We can see that the upper quadrant (i.e. $\{x_1,x_2: x_1>0,x_2>0\})$ is invariant under the flow $\phi_F$. The easiest way to see this is to note that $\phi_F((0,x_2))$ lies along the y-axis and $\phi_F((x_1,0))$ lies along the x-axis, so no solutions can cross these.

Now consider the equilibria. By examination of $F$, $(\frac{\beta}{\delta},\frac{\alpha}{\gamma})$ and $(0,0)$ are the two equilibria. In general:

$$DF(x_1,x_2) = \begin{bmatrix}\frac{\partial F(x)_1}{\partial x_1}&\frac{\partial F(x)_1}{\partial x_2} \\\ \frac{\partial F(x)_2}{\partial x_1}&\frac{\partial F(x)_2}{\partial x_2} \\\end{bmatrix} = \begin{bmatrix} \alpha-\gamma x_2 & -\gamma x_1 \\\ \delta x_2 & \delta x_1 - \beta \\\end{bmatrix} $$


$$ DF((0,0)) = \begin{bmatrix} \alpha & 0 \\\ 0 & - \beta \\\end{bmatrix} $$

Since $\alpha$ and $\beta$ are both positive, $DF((0,0))$ has one positive and one negative eigenvalue, and as such, is an unstable equilibrium. In fact, since this is a hyperbolic equilibrium, we can apply the stable manifold theorem, and in this simple case, it’s unsurprising that the y-axis here is the stable manifold and the x-axis is the unstable manifold.

By contrast:

$$DF((\frac{\beta}{\delta},\frac{\alpha}{\gamma})) = \begin{bmatrix} 0 & -\frac{\gamma\beta}{\delta} \\\ \frac{\alpha\delta}{\gamma} & 0 \\\end{bmatrix} $$

Solving for the eigenvalues gives: $\lambda^2 = -\frac{\gamma\beta}{\delta}\frac{\alpha\delta}{\gamma}$, so the eigenvalues are $\pm i\sqrt{ab}$.

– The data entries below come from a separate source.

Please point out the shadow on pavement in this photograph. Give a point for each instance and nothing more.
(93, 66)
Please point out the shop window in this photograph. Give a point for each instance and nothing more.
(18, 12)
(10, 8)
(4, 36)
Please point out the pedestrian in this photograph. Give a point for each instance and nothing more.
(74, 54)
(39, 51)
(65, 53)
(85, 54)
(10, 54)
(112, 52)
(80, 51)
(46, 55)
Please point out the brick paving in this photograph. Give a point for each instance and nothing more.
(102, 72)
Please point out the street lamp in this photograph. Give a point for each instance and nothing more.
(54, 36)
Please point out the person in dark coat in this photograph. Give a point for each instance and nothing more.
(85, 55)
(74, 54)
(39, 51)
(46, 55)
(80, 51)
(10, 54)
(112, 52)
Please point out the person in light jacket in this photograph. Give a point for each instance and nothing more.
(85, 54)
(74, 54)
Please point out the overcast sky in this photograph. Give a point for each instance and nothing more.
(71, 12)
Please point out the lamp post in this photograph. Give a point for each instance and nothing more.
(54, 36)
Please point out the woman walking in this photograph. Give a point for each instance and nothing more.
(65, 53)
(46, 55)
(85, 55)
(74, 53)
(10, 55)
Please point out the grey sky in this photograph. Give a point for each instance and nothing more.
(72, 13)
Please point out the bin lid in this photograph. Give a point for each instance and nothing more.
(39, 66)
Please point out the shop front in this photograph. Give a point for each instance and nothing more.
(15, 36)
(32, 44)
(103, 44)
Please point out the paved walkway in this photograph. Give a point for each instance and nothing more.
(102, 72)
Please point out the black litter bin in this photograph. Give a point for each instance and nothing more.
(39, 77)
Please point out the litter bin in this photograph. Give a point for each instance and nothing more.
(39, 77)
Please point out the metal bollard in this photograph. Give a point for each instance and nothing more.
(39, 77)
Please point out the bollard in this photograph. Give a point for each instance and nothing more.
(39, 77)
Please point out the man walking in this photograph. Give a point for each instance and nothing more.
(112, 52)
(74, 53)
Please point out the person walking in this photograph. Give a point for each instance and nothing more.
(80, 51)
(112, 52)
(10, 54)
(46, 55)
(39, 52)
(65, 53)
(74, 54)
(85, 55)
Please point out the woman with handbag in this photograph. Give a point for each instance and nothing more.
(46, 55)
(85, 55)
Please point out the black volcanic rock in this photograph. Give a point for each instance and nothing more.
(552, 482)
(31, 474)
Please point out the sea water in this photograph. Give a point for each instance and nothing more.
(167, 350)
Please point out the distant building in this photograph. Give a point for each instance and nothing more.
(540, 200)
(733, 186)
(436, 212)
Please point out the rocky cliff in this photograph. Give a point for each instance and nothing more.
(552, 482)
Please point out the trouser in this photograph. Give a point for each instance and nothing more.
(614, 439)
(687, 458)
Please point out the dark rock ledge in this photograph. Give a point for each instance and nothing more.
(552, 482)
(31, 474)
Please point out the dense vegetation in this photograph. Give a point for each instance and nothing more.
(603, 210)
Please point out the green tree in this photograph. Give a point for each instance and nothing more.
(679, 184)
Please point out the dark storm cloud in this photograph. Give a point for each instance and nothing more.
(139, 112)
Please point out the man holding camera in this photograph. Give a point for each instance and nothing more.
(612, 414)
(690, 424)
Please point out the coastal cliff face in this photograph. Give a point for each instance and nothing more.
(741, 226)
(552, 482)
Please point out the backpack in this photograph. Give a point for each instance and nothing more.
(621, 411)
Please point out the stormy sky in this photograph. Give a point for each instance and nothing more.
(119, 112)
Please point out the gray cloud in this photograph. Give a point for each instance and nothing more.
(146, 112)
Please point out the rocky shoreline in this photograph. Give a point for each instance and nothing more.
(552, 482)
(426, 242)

We don’t have any useful stability theorems when all eigenvalues are purely imaginary (although the linearized system will be periodic), so instead we’ll use a different approach, which is to find a conserved quantity $L(x,y)$. In particular, we can find such a quantity which is convex which a strict minimum at the equilibrium. It then follows that solution paths must be level sets preserving $L$.

To obtain $L$, first note a sufficient condition for $L$ being invariant is that $\langle\nabla L(x), F(x)\rangle\frac{d}{dt}L(x)=0$. We have that $F(x)=(x_1(\alpha - \gamma x_2),x_2( \delta x_1-\beta))$, so $(x_2( \delta x_1-\beta),-x_1(\alpha - \gamma x_2))$ is orthogonal (just take the dot product to see that $[a,b]$ and $[b-a]$ are orthogonal).

This means that if we set $\nabla L(x) = \frac{1}{x_1x_2}(x_2( \delta x_1-\beta),-x_1(\alpha - \gamma x_2))=(\delta-\frac{\beta}{x_1},\gamma-\frac{\alpha}{x_2})$, then $L(x)=\delta x_1 - \beta\log x_1 + \gamma x_2 - \alpha\log x_2$, and furthermore, the equilibrium point $(\frac{\beta}{\delta},\frac{\alpha}{\gamma})$ is the only critical point (point where the total derivative is $0$) of $L$.

Applying Lyapunov’s theorem for $L$ the Lyapunov function, we know that this equilibrium is stable. Informally, you can see that this means that the paths, which preserve $L$, have to be closed, bounded loops around the equilibrium.